Data Based and Statistical Reasoning
(the text in bold is taken directly from the AAMC website!)
Using, analyzing, and interpreting data in figures, graphs, and tables
- Start by looking at the titles of the figure, graph or table. This will tell you what you’re looking for.
- Then look at the labels or axes. See if you can identify trends or patterns.
- Write a one-sentence summary of the relationship between the variables and add it to your passage map.
- If you don’t have a clue what’s going on in the figure or graph, take note of the variables it presents- keep the relationship between these variables in mind as you continue to read. Maybe you will get more explanation from the passage!
- Distilled down, these are “common sense” questions. The table and these two figures all represent the same data:
- Which makes more sense to represent the data? The pie chart doesn’t make much sense- each slice represents the proportion of the sum total of scores from all 8 tests. So you can see that the score in week 16 is higher than in week 8, but you don’t know what the score is! The line graph is a much better representation of the data.
- Mean: the average (495.1)
- Median: the “middle” number if you listed all the practice scores from lowest to highest (495)
- Mode: most frequent data point (the score you received most frequently-- in this MCAT score data set, there is no mode)
- Range: the minimum and maximum
- Interquartile Range: just like the median is the middle number, the interquartile range splits your data up into quarters. If your middle number is the median, then quartiles 1 and 3 (Q1 and Q3) are like the median of the data below and above the median (Q1 = 485, Q3 = 505)
- Standard Deviation: the “spread” of the data; on average, how far away from the true mean are the individual data points? A small standard deviation means that your scores were very similar to each other, while a large one means that you had a pretty widely variable performance on your practice tests. The standard deviation for these test scores is: 13.66)
- Random error: error that is unpredictable and from unknown sources; this error makes you less sure about your results but probably won’t skew them one way or the other
- Systematic error: error that comes from a problem with how you’re doing the measuring- maybe you’re misapplying the scoring formula in whatever practice book you’re using
- Statistical significance level: your “alpha.” If your alpha is 0.05, or your results are “significant at 0.05” that means that there is a 5% chance that your result was due to chance alone. For most sociological and biomedical research, 0.05 is the gold standard.
- Confidence interval: usually we use 95% confidence interval. If you wanted to know the average height of every adult man in Manhattan, you would have to measure every single man in that population to get the TRUE average. However, we don’t have the time or resources to do this, so we will take a random sample of men in Manhattan and measure their heights. We will get an average height of our sample. The 95% confidence interval is constructed around this sample mean, and gives a range above and below the average height in our sample. We can assume that if we picked another random sample of men in Manhattan and measured their heights, 95% of the time the sample mean for this second population would fall somewhere within the 95% confidence interval we constructed for our first population. Furthermore, we are 95% certain that the TRUE average height of ALL the men in Manhattan would also fall within this range.

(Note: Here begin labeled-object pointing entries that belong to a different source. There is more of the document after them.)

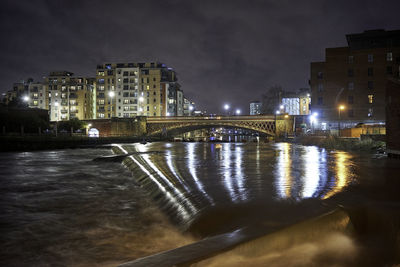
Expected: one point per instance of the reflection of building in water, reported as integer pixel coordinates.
(283, 171)
(309, 177)
(314, 171)
(341, 172)
(221, 134)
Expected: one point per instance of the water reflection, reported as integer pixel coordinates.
(233, 172)
(192, 163)
(342, 173)
(283, 171)
(304, 172)
(314, 171)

- Identify relationships: if variable A increases, what does variable B do?
- Does our data make a good case for our conclusion? Usually, if something is “significant at 0.05”, then we are confident that our data show that the effect we are observing is NOT just due to chance, and therefore due to our intervention.
Determining the implications of results for real-world situations
Even if you’ve never taken a statistics class, you probably have a much better grasp on this material than you think. Remember, you’ve been hearing about statistics your whole life- on TV commercials, on the news, on cereal boxes. While it may seem intimidating at first, try to break everything down into “common English” like the examples in this post.